In the 1800’s it was common for people to name their children after famous people, friends, and neighbors, in addition to family members. Sheshequin Universalist Society member W. H. H. Gore, born in 1835, was named after military hero and future (1840) president William Henry Harrison. Orrin Day Kinney, a grandson of Joseph Kinney, was probably named after Orrin Day, a merchant from Catskill, N. Y., who supplied goods to innkeepers in the Valley in the early 1800s.
Local children were named after Sheshequin Society members Orson Rickey (Orson Rickey Forbes), Obadiah Gore (Obadiah Gore Spalding), Newcomb Kinney (Newcomb Kinney Spalding), and Avery Gore (Avery Gore Kinney).
One of the few Sheshequin Society women honored with a namesake who was not related to her (at least not closely related – almost everyone was related by blood or marriage!) was the Rev. Myra Kingsbury.
Myra Kingsbury was the daughter of Lemuel and Sallie Kingsbury, and a granddaughter of Joseph and Anna Kingsbury. She was born in 1847 and grew up on the family farm in Sheshequin. In 1879 she was the superintendent of the Sunday school at the church. She was encouraged to enter the ministry by the Rev. Dr. William Taylor, the minister at the Towanda Universalist Church.

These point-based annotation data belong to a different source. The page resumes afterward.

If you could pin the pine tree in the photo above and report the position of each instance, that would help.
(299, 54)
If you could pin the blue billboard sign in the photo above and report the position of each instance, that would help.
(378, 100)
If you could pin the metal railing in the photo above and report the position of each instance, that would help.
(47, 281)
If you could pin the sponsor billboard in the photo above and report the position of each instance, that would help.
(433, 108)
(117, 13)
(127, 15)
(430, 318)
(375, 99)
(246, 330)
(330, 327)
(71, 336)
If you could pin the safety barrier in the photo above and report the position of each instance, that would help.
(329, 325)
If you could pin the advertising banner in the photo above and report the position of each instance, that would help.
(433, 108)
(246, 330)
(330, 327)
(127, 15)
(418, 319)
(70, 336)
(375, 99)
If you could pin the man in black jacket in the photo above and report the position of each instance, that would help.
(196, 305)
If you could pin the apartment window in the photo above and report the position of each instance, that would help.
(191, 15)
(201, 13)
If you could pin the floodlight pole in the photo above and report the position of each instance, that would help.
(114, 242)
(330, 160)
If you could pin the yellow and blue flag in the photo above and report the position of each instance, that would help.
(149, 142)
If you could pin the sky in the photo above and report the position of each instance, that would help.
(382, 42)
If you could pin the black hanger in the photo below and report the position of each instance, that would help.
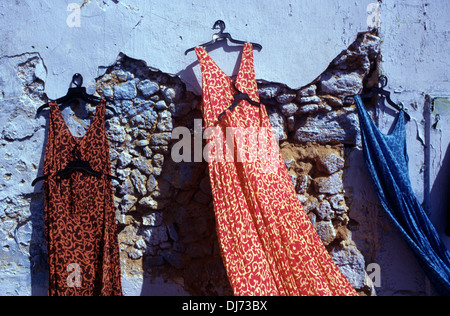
(78, 92)
(237, 98)
(222, 36)
(74, 165)
(379, 90)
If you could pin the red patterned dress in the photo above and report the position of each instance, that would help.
(268, 244)
(83, 253)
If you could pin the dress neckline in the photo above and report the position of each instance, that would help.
(398, 122)
(245, 55)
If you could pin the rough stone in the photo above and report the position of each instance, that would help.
(333, 127)
(155, 236)
(160, 139)
(324, 211)
(341, 83)
(127, 203)
(278, 123)
(153, 219)
(307, 91)
(142, 164)
(165, 121)
(330, 164)
(139, 181)
(326, 232)
(289, 109)
(351, 263)
(269, 91)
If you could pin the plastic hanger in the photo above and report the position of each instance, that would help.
(379, 90)
(78, 92)
(76, 165)
(219, 24)
(237, 98)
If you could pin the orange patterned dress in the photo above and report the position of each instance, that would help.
(267, 242)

In the spring of 1880, Sheshequin’s half-time minister resigned, and Myra Kingsbury agreed to fill in, preaching every other Sunday. By the end of that year, she had accepted a call to a congregation in Vermont. She was ordained in 1881 and served congregations in Vermont and Maine until 1896, when failing health led her to return home to Sheshequin.
Her namesake, Myra Kingsbury Fish, was born in 1880, the year that Myra Kingsbury began preaching in Sheshequin. Myra Fish was the youngest child of Lloyd and Lucy Fish. Lloyd and Lucy were third-generation Sheshequin Universalists: Lloyd was a grandson of the Rev. Moses and Mary Park, and Lucy was a granddaughter of Avery and Lucy Gore.
Myra Fish served as Secretary of the Society’s “Young People’s Organization” in 1898 and 1899. In 1899 she married Richard VanDuzer, Jr.; they eventually settled in Los Angeles.
By all accounts, the Rev. Myra Kingsbury was respected by the congregations she served. The naming of a child after her is evidence of the high esteem in which she was held by her parishioners.